1 files changed, 36 insertions, 45 deletions
diff --git a/posts/2019-03-14-great-but-manageable-expectations.md b/posts/2019-03-14-great-but-manageable-expectations.md
index 8b4187c..d812043 100644
--- a/posts/2019-03-14-great-but-manageable-expectations.md
+++ b/posts/2019-03-14-great-but-manageable-expectations.md
@@ -327,25 +327,43 @@ because there is a gap which I am not able to reproduce their proof or
 prove it myself. This does not mean the result is false. On the
 contrary, I am inclined to believe it is true.
 
-**Conjecture 0**. For a subsampled Gaussian mechanism
+**Claim 26**. Assuming Conjecture 1 (see below) is true. 

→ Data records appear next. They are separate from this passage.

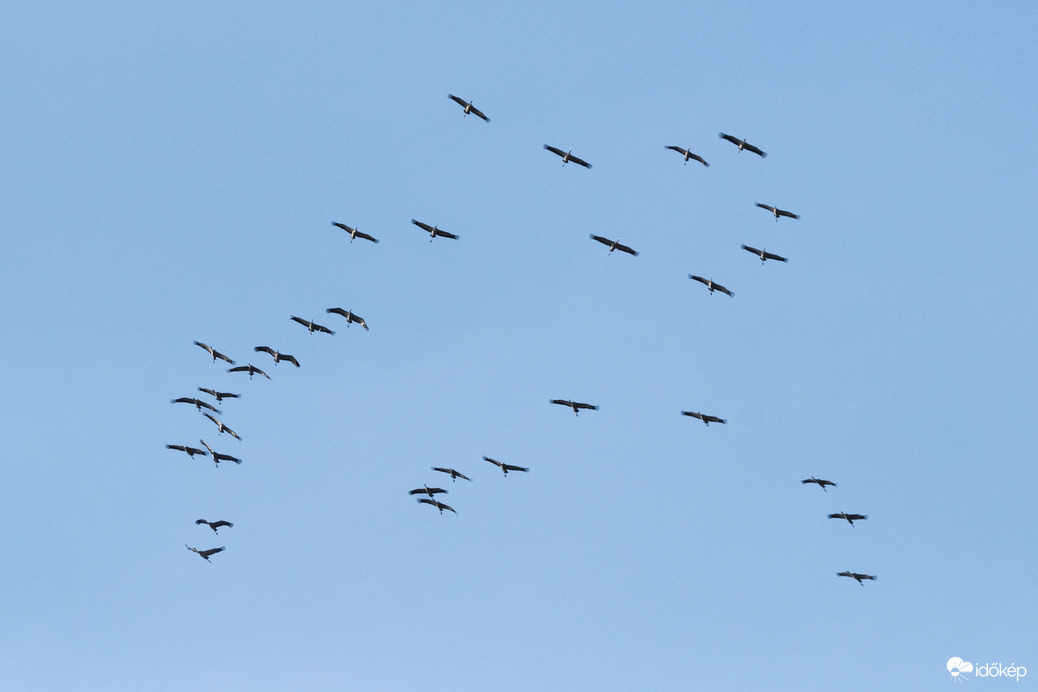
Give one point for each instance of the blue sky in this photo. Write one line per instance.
(171, 174)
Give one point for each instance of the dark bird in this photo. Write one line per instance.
(821, 483)
(354, 233)
(469, 108)
(763, 254)
(198, 404)
(567, 157)
(451, 472)
(434, 231)
(250, 368)
(206, 553)
(613, 245)
(704, 417)
(850, 518)
(222, 427)
(504, 467)
(219, 395)
(439, 505)
(688, 155)
(350, 316)
(426, 490)
(711, 285)
(217, 457)
(742, 144)
(190, 450)
(779, 212)
(215, 525)
(278, 356)
(576, 406)
(857, 577)
(214, 353)
(311, 326)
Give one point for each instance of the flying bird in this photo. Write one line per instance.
(576, 406)
(779, 212)
(567, 157)
(821, 483)
(850, 518)
(222, 427)
(215, 525)
(711, 285)
(434, 231)
(742, 144)
(504, 467)
(278, 356)
(763, 254)
(311, 326)
(705, 418)
(350, 316)
(217, 457)
(219, 395)
(469, 108)
(206, 553)
(214, 353)
(688, 155)
(613, 245)
(857, 577)
(451, 472)
(250, 368)
(354, 233)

+For a subsampled Gaussian mechanism
 with ratio $r$, if $r = O(\sigma^{-1})$ and $\lambda = O(\sigma^2)$,
 then we have $(\lambda, O(r^2 \lambda / \sigma^2))$-rdp.
 
+Wait, why is there a conjecture? Well, I have tried but not been able to
+prove the following, which is a hidden assumption in the original proof:
+
+**Conjecture 1**. Let $p_i$, $q_i$, $\mu_i$, $\nu_i$ be
+probability densities on the same space for $i = 1 : n$. If
+$D_\lambda(p_i || q_i) \le D_\lambda(\mu_i || \nu_i)$ for all $i$, then
+
+$$D_\lambda(n^{-1} \sum_i p_i || n^{-1} \sum_i q_i) \le D_\lambda(n^{-1} \sum_i \mu_i || n^{-1} \sum_i \nu_i).$$
+
+Basically, it is saying \"if for each $i$, $p_i$ and $q_i$ are closer to
+each other than $\mu_i$ and $\nu_i$, then so are their averages over
+$i$\".
+So it is heuristically reasonable.
+
+This conjecture is equivalent to its special case when $n = 2$ by an induction argument
+(replacing one pair of densities at a time).
+
 Recall the definition of $G_\lambda$ under the definition of Rényi
 differential privacy. The following Claim will be useful.
 
-**Claim 26**. Let $\lambda$ be a positive integer, then
+**Claim 27**. Let $\lambda$ be a positive integer, then
 
 $$G_\lambda(r p + (1 - r) q || q) = \sum_{k = 1 : \lambda} {\lambda \choose k} r^k (1 - r)^{\lambda - k} G_k(p || q).$$
 
 **Proof**. Quite straightforward, by expanding the numerator
 $(r p + (1 - r) q)^\lambda$ using binomial expansion. $\square$
 
-**Proof of Conjecture 0
-(Incomplete)**. I will break the proof into two parts and discuss each
-one.
+**Proof of Claim 26**. Let $M$ be the Gaussian mechanism with subsampling rate $r$,
+and $p$ and $q$ be the laws of $M(x)$ and $M(x')$ respectively, where $d(x, x') = 1$.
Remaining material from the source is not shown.